A broad-scale and high resolution spatial simulation of forest composition and biomass changes under climate change: Northern Wisconsin and Upper Michigan

Background/Question/Methods

Forests in the northern Great Lakes region have been experiencing the effects of a warming climate and will be further affected by the continuous warming (and likely wetter) climate. The collective effects of changing climate are complex due to strong interactions with forest growth and succession, increasing timber harvesting, and frequent natural disturbance. We present the first regional, spatial simulations of the Northern Lake States forests incorporating high resolution (250 m) spatial dynamics. We conducted simulations with LANDIS-II under two General Circulation Models for climate change (PCM, GFDL) and two different carbon emission scenarios (B1, A1fi), incorporating wind disturbance, forest management, and mitigation alternatives to evaluate those complex interactions on forest composition and biomass over the next 150 years. Our study area includes northern Wisconsin and western portion of Upper Peninsula of Michigan, an area of 8.2 million ha including the Chequamegon-Nicolet and Ottawa National Forests and other diverse ownership. We considered the influences of different management due to land ownership (national, state and county forests, private corporate and private industrial forests) on rates of timber harvesting.
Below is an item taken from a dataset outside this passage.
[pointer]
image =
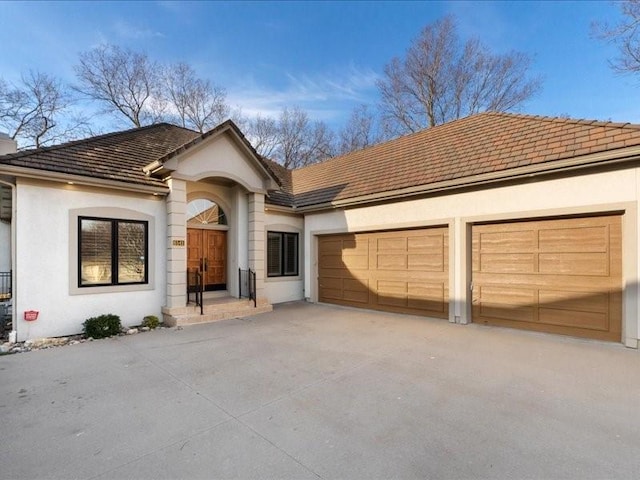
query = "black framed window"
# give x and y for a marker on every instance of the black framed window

Downscaled climate data were used to reflect sub-regional spatial variations of changing climate. We included wind disturbance within the simulations. 

Results/Conclusions

Our general results suggest that five northern tree species (Abies balsamea, Betula papyrifera, Picea glauca, Pinus banksiana, P. resinosa) decrease their biomass over time, with strong interaction among diverse ecoregions and climate changes. Acer saccharum will continue to increase its abundance. A broad re-invasion of previously available habitat for Tsuga canadensis, is possible under climate change scenarios. Regionally, we found a net positive change trend in aboveground live biomass in comparison to the current biomass throughout simulation scenarios of B1 and A1fi with wind disturbance and without harvesting, indicating that succession remains the dominant driver rather than natural disturbance. However, timber harvesting at current rates lowers aboveground forest biomass compared to the control over time and changes in aboveground biomass over time were non-linear across a range of ecoregions and forest types. Harvesting by climate change interactions show strong interactions with regional biomass and tree species decline, and slower invasion of new species. Our study demonstrates the importance of spatially interactive processes in affecting the forest biomass and suggests that active mitigation strategies to maximum carbon sequestration via increasing harvesting rotation period and tree planting practices may have positive effects on aboveground biomass and carbon storage in the region.